The prestigious NY Times op-ed page seems to be an exception, even though only l0 percent of Times readers actually read it; perhaps that is why they are launching a new section in the entertainment pages.

The experts chosen to contribute still tend to come from elite think tanks, universities and big publishers. Increasingly, PR firms, speechwriters and political consultants ghostwrite op-eds for big-name clients and then "place" them with the editors who they are always cultivating. The editors are invariably drawn to top pols and celebrity writers. Who really writes their words doesn't seem to matter--and is rarely disclosed.

Others bypass the editors altogether and simply buy space on op-ed pages to showcase ads posing as editorials, further blurring the line between ideas and advertising. Exxon Mobil brags on its website: "ExxonMobil Op-Eds continue a tradition begun 30 years ago. Placed in The New York Times, The Washington Post and selected other periodicals, the Op-Eds present economic, political and social issues important to you and the company. It is our objective to encourage thought and dialogue by informing the public about our industry, explaining our views on key issues of the day and presenting responsible policy proposals."

Oil company critics often don't have the budget to compete, although some radical causes and publications use this "op-ad" technique. In the past, placed op-ads in The New York Times on a semi-regular basis.

An ideological litmus test seems to prevail as well. In the early days of the Iraq war, The Washington Post ran six pro-war columns for every one column dissenting. (On U.S. television it was worse, says former BBC Director Greg Dyke, with only six "experts" opposing the war out of the 800 interviewed in the period from the run-up to war through the Saddam statue being taken down.)

This is nothing new, contends scholar Noam Chomsky, whose books may be bestsellers, but who is rarely featured on leading op-ed pages because his stance is considered outside acceptable limits of debate.

In a recent interview on ZNET, he offered an example of the exclusion of other critics:

To give one example, when Nicaragua was a big issue; the leading academic historian on Nicaragua, Thomas Walker, regularly (several times a year) wrote and sent op-eds to The New York Times; not a single one was published. He just sent another one after this outrageous government-media propaganda ploy about how the elections in El Salvador were a model for Iraq...
They wouldn't touch it. They have a party line. You're not allowed to deviate from it. It's not followed with 100 percent rigidity, of course, but it's pretty substantial. And, yes, there is virtual terror at the idea that anyone might deviate.
Today, almost every outpost of journalism contends with constant charges of bias. With the right bashing the so-called "liberal media" and the left denouncing a right-wing tilt in all mainstream outlets, the news world has become a battleground, with media analysts on all sides measuring fairness while critiquing a lack of balance through the partisan lenses of ideological agendas.

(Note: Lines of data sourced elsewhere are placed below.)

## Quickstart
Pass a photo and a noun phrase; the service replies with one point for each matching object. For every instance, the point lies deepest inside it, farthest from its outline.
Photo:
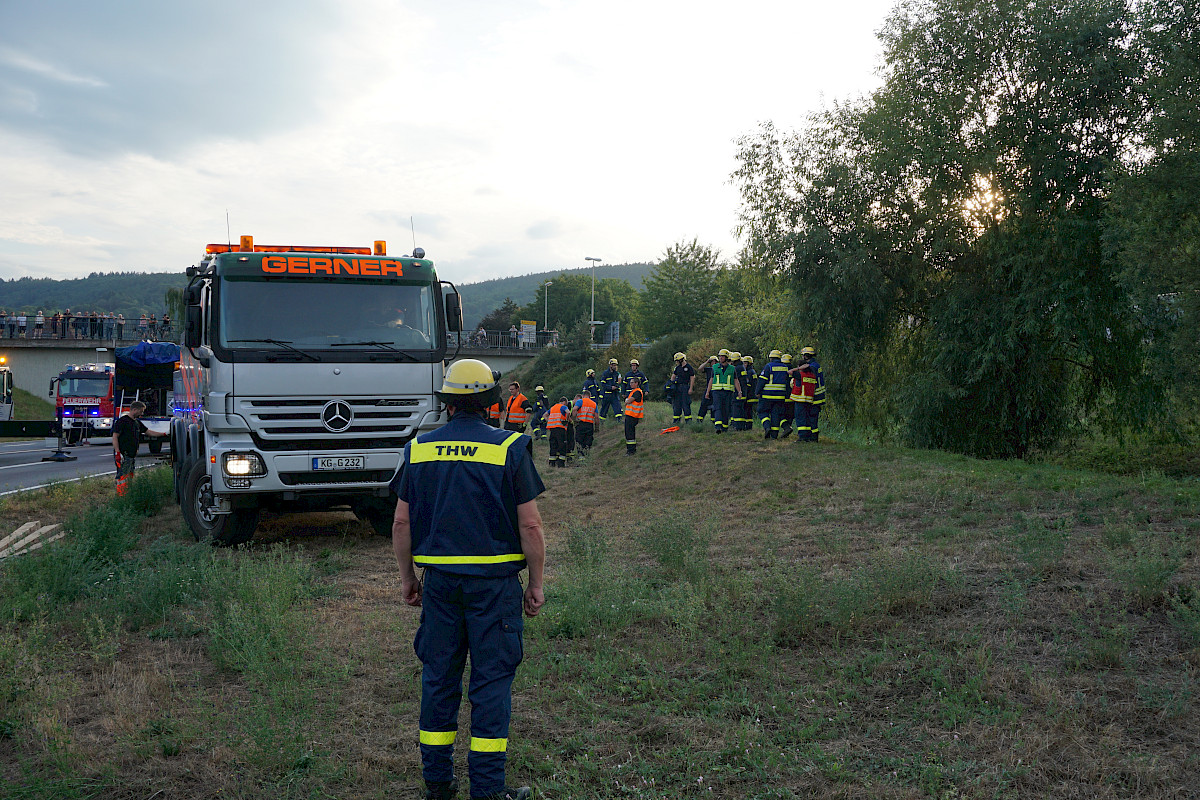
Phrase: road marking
(66, 480)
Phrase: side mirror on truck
(192, 325)
(454, 312)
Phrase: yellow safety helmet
(472, 384)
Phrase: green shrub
(679, 545)
(811, 606)
(1146, 575)
(256, 626)
(589, 595)
(149, 491)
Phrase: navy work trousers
(772, 415)
(681, 407)
(480, 617)
(723, 408)
(807, 421)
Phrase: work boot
(523, 793)
(441, 789)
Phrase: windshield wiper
(385, 346)
(282, 343)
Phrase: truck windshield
(312, 316)
(83, 388)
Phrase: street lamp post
(592, 318)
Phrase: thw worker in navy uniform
(467, 513)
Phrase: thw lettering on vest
(467, 451)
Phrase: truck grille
(377, 423)
(345, 476)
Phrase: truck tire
(222, 529)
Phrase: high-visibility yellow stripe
(473, 451)
(438, 737)
(468, 559)
(489, 745)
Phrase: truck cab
(304, 373)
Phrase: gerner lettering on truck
(304, 373)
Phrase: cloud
(161, 76)
(545, 229)
(18, 60)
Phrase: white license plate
(340, 462)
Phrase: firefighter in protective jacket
(467, 513)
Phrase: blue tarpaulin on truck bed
(147, 365)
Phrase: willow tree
(943, 235)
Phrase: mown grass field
(726, 618)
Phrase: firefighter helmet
(471, 384)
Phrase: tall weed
(592, 594)
(813, 606)
(257, 626)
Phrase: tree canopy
(947, 232)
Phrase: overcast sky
(519, 134)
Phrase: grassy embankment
(725, 618)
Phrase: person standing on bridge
(127, 433)
(467, 512)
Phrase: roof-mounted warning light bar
(246, 245)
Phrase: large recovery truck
(304, 373)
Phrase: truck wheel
(223, 529)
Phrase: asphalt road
(22, 467)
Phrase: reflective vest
(587, 410)
(774, 380)
(517, 415)
(634, 403)
(804, 386)
(723, 377)
(448, 534)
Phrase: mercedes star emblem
(336, 415)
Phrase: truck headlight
(244, 464)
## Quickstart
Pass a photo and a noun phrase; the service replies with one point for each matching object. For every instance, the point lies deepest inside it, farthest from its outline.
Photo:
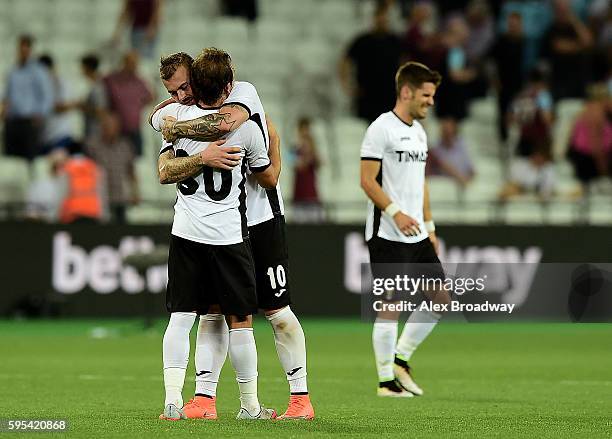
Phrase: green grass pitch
(480, 380)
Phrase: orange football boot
(299, 408)
(200, 407)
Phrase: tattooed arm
(172, 169)
(209, 127)
(274, 150)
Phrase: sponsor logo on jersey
(411, 156)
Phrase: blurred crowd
(531, 54)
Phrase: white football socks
(290, 347)
(176, 355)
(211, 350)
(384, 337)
(243, 355)
(418, 326)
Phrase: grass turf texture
(480, 380)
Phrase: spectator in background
(480, 39)
(114, 155)
(453, 94)
(85, 199)
(96, 100)
(507, 55)
(374, 57)
(536, 17)
(531, 175)
(567, 47)
(450, 157)
(307, 207)
(45, 195)
(28, 101)
(533, 112)
(128, 95)
(59, 129)
(590, 148)
(418, 41)
(143, 18)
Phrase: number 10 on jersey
(279, 277)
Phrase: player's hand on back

There are three times as many pundits as reporters on the air, with more communication students opting for the higher-paid provinces of public relations than the more insecure trenches of corporate journalism. With marketing and packaging driving media businesses, it's no wonder that our newspapers themselves are doing more selling than telling.

At the same time, the traditional op-ed ghettoes populated by big-name journos and syndicated wordsmiths are being challenged by the more free-wheeling and interactive "blogosphere" where millions of voices are blooming (way beyond Mao's "thousand flowers"), often challenging what they call the MSM (Mainstream Media).  New initiatives in citizen journalism are demonstrating that anyone with a computer, DV camera or cameraphone can now "be" the media.

This movement is beginning to call itself "personal democracy." To see where it's going, check out a new type of newspaper in South Carolina--Buffton Today.

Just as more of us become media savvy, the media itself if changing in ways none of the critics anticipated. On the right and the left, in the corporate world and anti-corporate movements, we are struggling to keep up with the emerging technologies and possibilities.

It's exciting--and maybe just a bit scary.